Here’s why talking about “choosing a partner” is so inaccurate. We don’t choose partners to love. Instead, we find love, we discover it, we are surprised by it (and are grateful for the providence). To be sure, we can take steps to make this more likely — we can put ourselves out there, either in person or online, and keep an open mind and heart — but then we wait for it to happen.

What makes this language of choice in love seem more natural is the advent of dating sites and apps that present us with countless options to pick from. This is the context of philosopher Aaron Ben-Zeév’s recent post, which valuably applies the work of psychologist Barry Schwartz (The Paradox of Choice) on the cognitive burdens of choice to the search for a partner in an age when we can swipe over countless potential matches on our phones.

But using dating sites or apps to meet people isn’t “choosing a romantic partner” — it’s just a way to meet people. We may choose to go out with them and see what happens, but we don’t choose to fall in love with them. Falling in love isn’t something you do, it’s something that happens. (I’ve written about this, in the context of the Taoist concept of wei wu wei, or acting through inaction.) Again, you can do certain things to increase the chances that love happens, but you can’t make it happen.*

Once it happens, you can choose to see where it goes, but this is a negative sense of choice — you’re not choosing to make it happen as much as you’re choosing not to stop it from happening. (Think of the saying “you can pull a string, but you can’t push it”: You can’t choose to make love happen, but you can choose to hold it back.) This is an element of choice that is too often neglected: After finding a partner, we can choose whether to stay with them, or to leave and try to find someone new.

The Serenity Prayer teaches us to acknowledge what we can change (or control) and what we cannot, and that lesson applies to choice in romance and love.
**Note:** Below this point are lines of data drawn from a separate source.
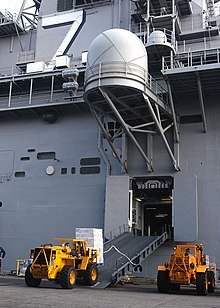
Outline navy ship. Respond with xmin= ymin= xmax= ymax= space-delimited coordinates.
xmin=0 ymin=0 xmax=220 ymax=281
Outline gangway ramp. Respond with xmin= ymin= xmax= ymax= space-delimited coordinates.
xmin=94 ymin=231 xmax=169 ymax=289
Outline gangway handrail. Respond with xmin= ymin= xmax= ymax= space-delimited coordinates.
xmin=108 ymin=225 xmax=170 ymax=283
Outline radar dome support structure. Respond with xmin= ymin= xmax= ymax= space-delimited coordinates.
xmin=84 ymin=29 xmax=179 ymax=172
Despite the language used by many, we can’t choose when or with whom we fall in love — that just happens. But we can choose whether to let it happen, and we can choose whether to continue to see someone that we start to fall for. By focusing on the choices we can make, and not fooling ourselves about the ones we can’t, we will be less frustrated with dating, romance, and love — and that’s a choice we can all agree on.

* There is a difference between finding love and finding sex. The language of choosing is more appropriate to finding a sexual partner, where a mutual coincidence of wants is pretty much all that’s required. But even if such a liaison leads to romantic love, this later step would happen, not be chosen.